CSPG Special Publications

Abstract


Petroleum Geology of the Cretaceous Mannville Group, Western Canada — Memoir 18, 1997
Pages 191-210

Evolution of the Lower Cretaceous Mannville Sedimentary Basin in Saskatchewan

J. E. Christopher

Abstract

The Mannville sedimentary basin in Saskatchewan was activated by a Late Jurassic to Neocomian reorganization of the marine Jurassic setting centred on the Williston Basin and its western arm to the Rocky Mountain Geosyncline through the Belt-Big Snowy Trough of central Montana. Uplift of the Swift Current Platform in southwestern Saskatchewan coincided with subsidence of the intervening Punnichy Arch of eastern Saskatchewan. The last event removed the barrier to a Mannville trough trending southeasterly from central Alberta, and made possible its extension into the Williston Basin along the axis of a predecessor Middle Devonian Elk Point Basin.

The Mannville sedimentary pattern was woven by an interplay of marine, estuarine and fluviatile agents acting in a setting controlled by paleotopographic relief and eustatic and tectonic changes in relative sea-levels. Sediments came from local land forms, the Precambrian Shield and from rising volcanic uplands of the Rocky Mountain geosyncline of western Montana. The Lloydminster, Rex and Waseca members are dominated by upward coarsening sedimentary facies associations. Full-section sand sheets of these members are conspicuous in southeastern and west central Saskatchewan, where they reflect input from outcrops of the Success Formation, and buildup and coalescence of off-shore and shoreface deposits generally elongated to the northwest. In the General Petroleums and Sparky members these facies are concentrated north of the Punnichy Arch and in conjunction with widespread Sparky coal beds in western central Saskatchewan, indicate the Mannville basin at maximum regression.

Narrow estuarine and fluviatile channel deposits of the Lloydminster, Rex and Waseca members intersect the sand sheets and meander for lengths up to 90 km. These deposits are survivors of truncation by succeeding transgressive strands. On the other hand, General Petroleums and Sparky channel sandstone bodies, are distributed across central Saskatchewan and indicate fluviatile input and strand alignments across and along a renascent Punnichy Arch. Mudflats blanket the Arch in the Lloydminster and Rex members and the Williston Basin region to the south in the Sparky and General Petroleums. Waseca mudstones, representative of tidal mudflats, flank eastern slopes of the Swift Current Platform in southwestern Saskatchewan. The dominance of shale in the Lloydminster Member of northwestern Saskatchewan reflect facies of the deeper Clearwater basin.

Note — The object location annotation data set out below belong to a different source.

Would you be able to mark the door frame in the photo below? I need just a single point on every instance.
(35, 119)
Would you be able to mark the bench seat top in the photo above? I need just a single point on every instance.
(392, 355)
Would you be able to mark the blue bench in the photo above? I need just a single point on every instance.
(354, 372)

Uplift of the Punnichy Arch terminated Cantuar deposition. Erosional planing of Cantuar sediments on the Arch accompanied a southerly tilt and episodic subsidence of the Swift Current Platform into an expanding northern arm of the Big Horn Basin of Wyoming. Rise of sea level expanded the succeeding Pense seaway across Saskatchewan. Offshore deposits accumulated to maximum thickness on the Swift Current Platform apparently from recycled Cantuar sediments. In west-central Saskatchewan equivalent strata (McLaren, Colony) remained a mixed shoreline and backshore facies.